Draffen zeigte die Zähne.»Ihre Begeisterung gefällt mir. Wenigstens ein Trost. Und ich dachte, Sie würden ganz anders reden. Ich hätte gewettet, daß Sie sagen, der französische Schiffsbau tauge nichts. «Er lachte leise auf.»Aber da habe ich mich anscheinend geirrt.»

«Die Franzosen sind großartige Schiffsbauer«, antwortete Bolitho gelassen.»Ihre Schiffsrümpfe sind in jeder Linie besser und schneller als unsere.»

In spöttischer Bestürzung hob Draffen die Hände.»Aber wie können wir dann gewinnen? Wie haben wir bisher siegen können, noch dazu gegen ihre zahlenmäßige Überlegenheit?»

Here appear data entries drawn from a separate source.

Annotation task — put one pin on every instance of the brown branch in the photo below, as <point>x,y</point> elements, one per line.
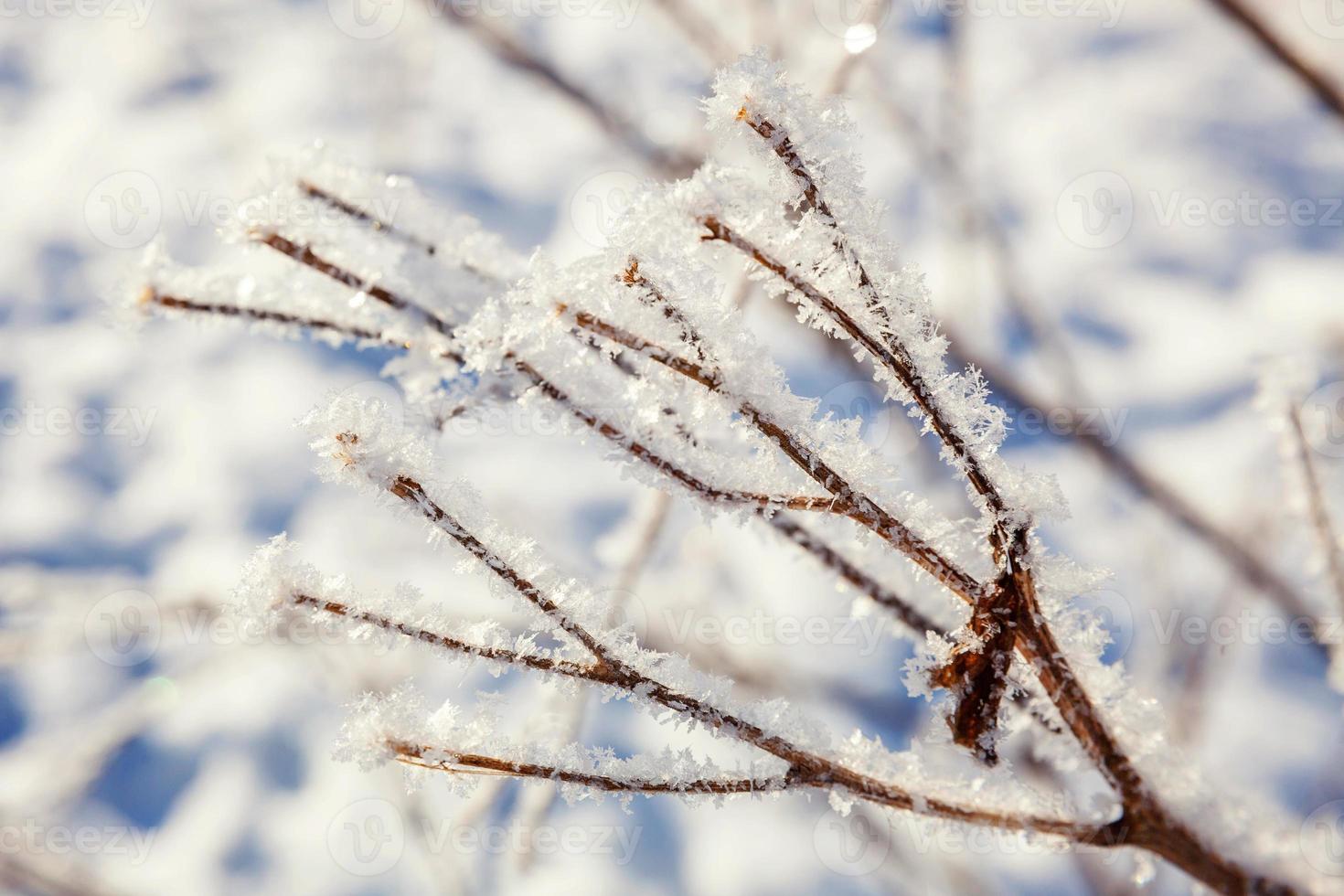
<point>475,763</point>
<point>805,769</point>
<point>357,214</point>
<point>671,163</point>
<point>1014,600</point>
<point>843,567</point>
<point>306,257</point>
<point>1317,82</point>
<point>848,500</point>
<point>151,295</point>
<point>454,645</point>
<point>1317,511</point>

Bolitho schüttelte den Kopf.»Die Schwäche der Franzosen liegt nicht in ihren Schiffen oder im Mangel an Mut. Es ist die Führung. Zwei Drittel ihrer ausgebildeten und erfahrenen Offiziere wurden unter der Schreckensherrschaft abgeschlachtet. Und so lange sie durch unsere Blockade in ihren Häfen eingeschlossen sind, werden sie sich auch nichts zutrauen. «Er merkte recht gut, daß Draffen ihn nur ausholen wollte, aber er sprach weiter.»Jedesmal, wenn sie ausbrechen und unsere Geschwader in ein Gefecht verwickeln, lernen sie ein bißchen mehr, bekommen ein bißchen mehr Selbstvertrauen, auch wenn ihnen der Sieg versagt bleibt. Die Blockade ist meiner Meinung nach nicht mehr das richtige Mittel. Sie schädigt Unschuldige genauso wie diejenigen, gegen die sie gerichtet ist. Klare, entschiedene Aktionen, das ist die Lösung. Den Feind treffen, wo und wie immer wir können! Der Umfang solcher Aktionen ist dabei relativ unwichtig.»

Eben wies der Wachoffizier mit schneidend böser Flüsterstimme einen Übeltäter zurecht, den der Bootsmannsmaat nach achtern gebracht hatte.

Bolitho ging weiter, Draffen im Gleichschritt neben ihm.»Aber schließlich wird eine entscheidende Konfrontation der beiden großen Flotten stattfinden.»